For many Baby Boomers and Gen Xers, Columbia House was the way to amass a music collection, thanks to its deals for "11 records or tapes for $1." It later shifted its focus to CDs and by 1996 hit a peak with $1.4 billion in revenue. When CDs fell out of favor with buyers, it dropped music and settled on DVDs and until recently still had about 111,000 subscribers. Over the years, ownership has gone from CBS to Sony to Bertelsmann AG to Najaf Cos and finally to a Pride Tree Holdings company called Filmed Entertainment Inc (FEI), at which Lippman is CEO.

Lippman put FEI, Columbia House’s immediate parent, into chapter 11 bankruptcy protection in August with $2 million in assets and $62 million in liabilities. (Creditors include Universal, Warner Bros., Lionsgate, Paramount, Sony, Anchor Bay and others.) WSJ reports that when no suitors arrived at a bankruptcy auction, he offered to buy the company for about $1.5 million.

Though short on details of how a vinyl-selling Columbia House will work, Lippman said that “for a category that is meaningful and growing rapidly, you don’t see a whole lot of choice" online. That said, he stressed that Columbia House probably won’t be a traditional store where you can pick-and-choose whatever you want.
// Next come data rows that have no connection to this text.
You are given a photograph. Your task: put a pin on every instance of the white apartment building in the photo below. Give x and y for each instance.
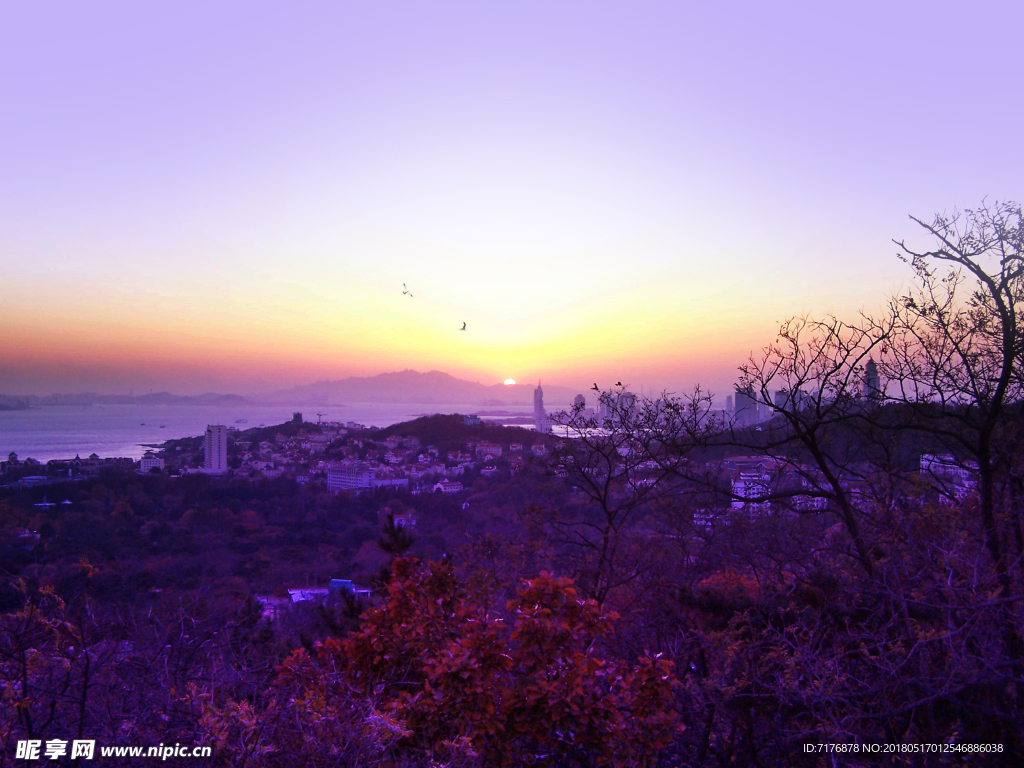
(215, 461)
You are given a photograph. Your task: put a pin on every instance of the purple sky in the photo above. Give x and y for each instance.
(228, 196)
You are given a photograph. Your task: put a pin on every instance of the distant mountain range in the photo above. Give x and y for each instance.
(433, 387)
(154, 398)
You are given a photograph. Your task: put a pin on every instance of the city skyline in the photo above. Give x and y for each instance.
(233, 199)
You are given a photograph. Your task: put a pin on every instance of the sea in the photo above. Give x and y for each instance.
(46, 432)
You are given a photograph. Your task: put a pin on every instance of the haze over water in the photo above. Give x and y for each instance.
(64, 431)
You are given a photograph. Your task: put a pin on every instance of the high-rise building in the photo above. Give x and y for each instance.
(216, 449)
(540, 417)
(747, 408)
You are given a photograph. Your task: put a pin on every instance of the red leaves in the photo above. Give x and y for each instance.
(453, 673)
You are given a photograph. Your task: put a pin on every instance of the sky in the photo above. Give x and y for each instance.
(228, 197)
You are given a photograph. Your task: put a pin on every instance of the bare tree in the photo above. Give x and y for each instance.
(955, 356)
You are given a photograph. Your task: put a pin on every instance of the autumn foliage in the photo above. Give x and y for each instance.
(433, 674)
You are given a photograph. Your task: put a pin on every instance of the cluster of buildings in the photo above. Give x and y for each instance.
(745, 408)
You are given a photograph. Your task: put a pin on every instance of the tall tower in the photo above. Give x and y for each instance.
(872, 384)
(216, 449)
(539, 414)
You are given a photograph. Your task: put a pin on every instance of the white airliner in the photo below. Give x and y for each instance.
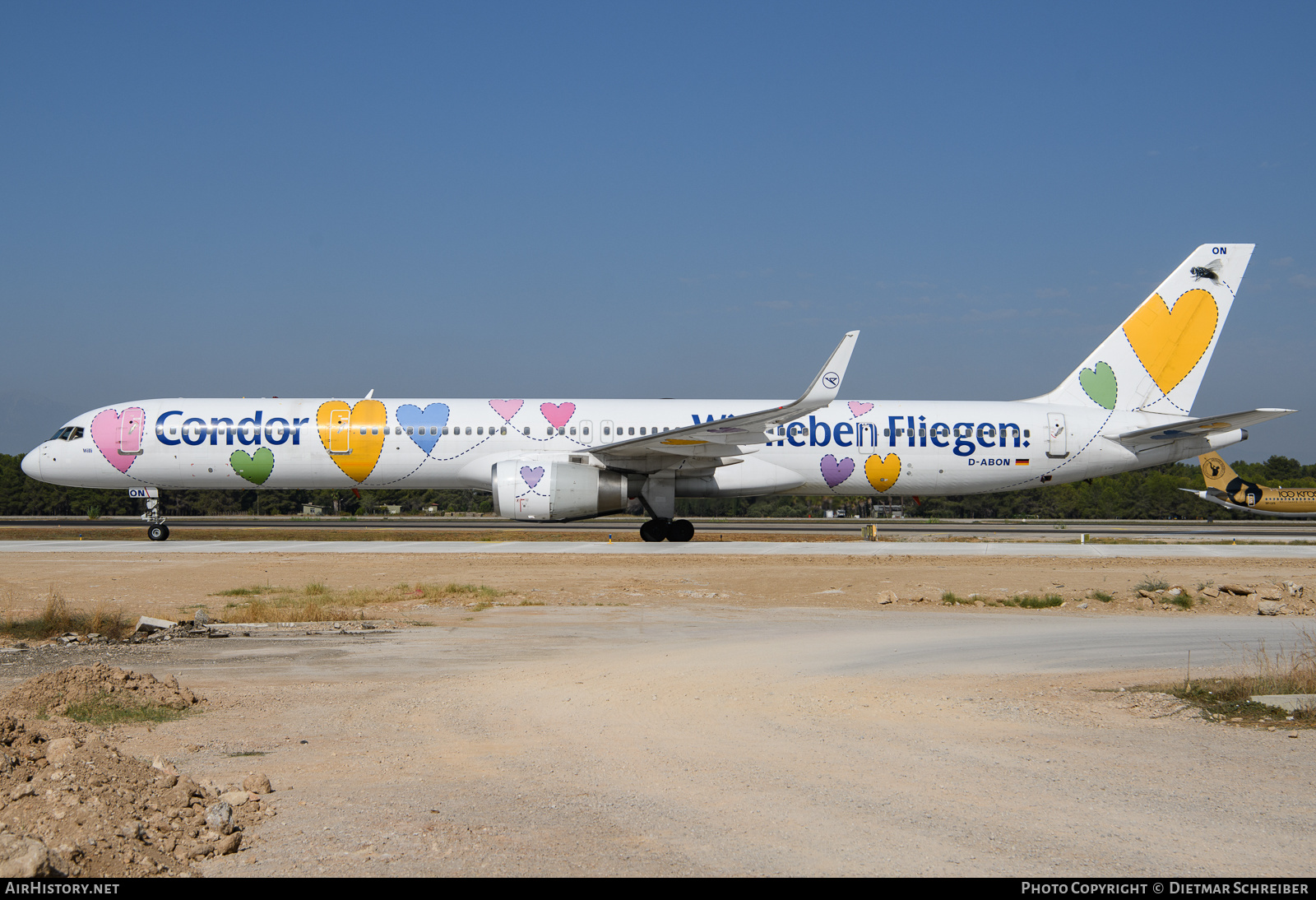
(556, 459)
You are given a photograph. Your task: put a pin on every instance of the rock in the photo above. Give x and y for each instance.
(228, 844)
(220, 818)
(23, 857)
(148, 624)
(164, 766)
(59, 748)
Rather, the service may resemble a book-of-the-month club but with more choices, where, as WSJ notes, subscribers will have “some ability to choose the records, genres of music and possibly other types of media they receive."

As for pricing, Lippman hinted that he’s considering a dialed-down (you’re not getting 10 vinyl records for a dollar) version of Columbia House’s old promotion schemes.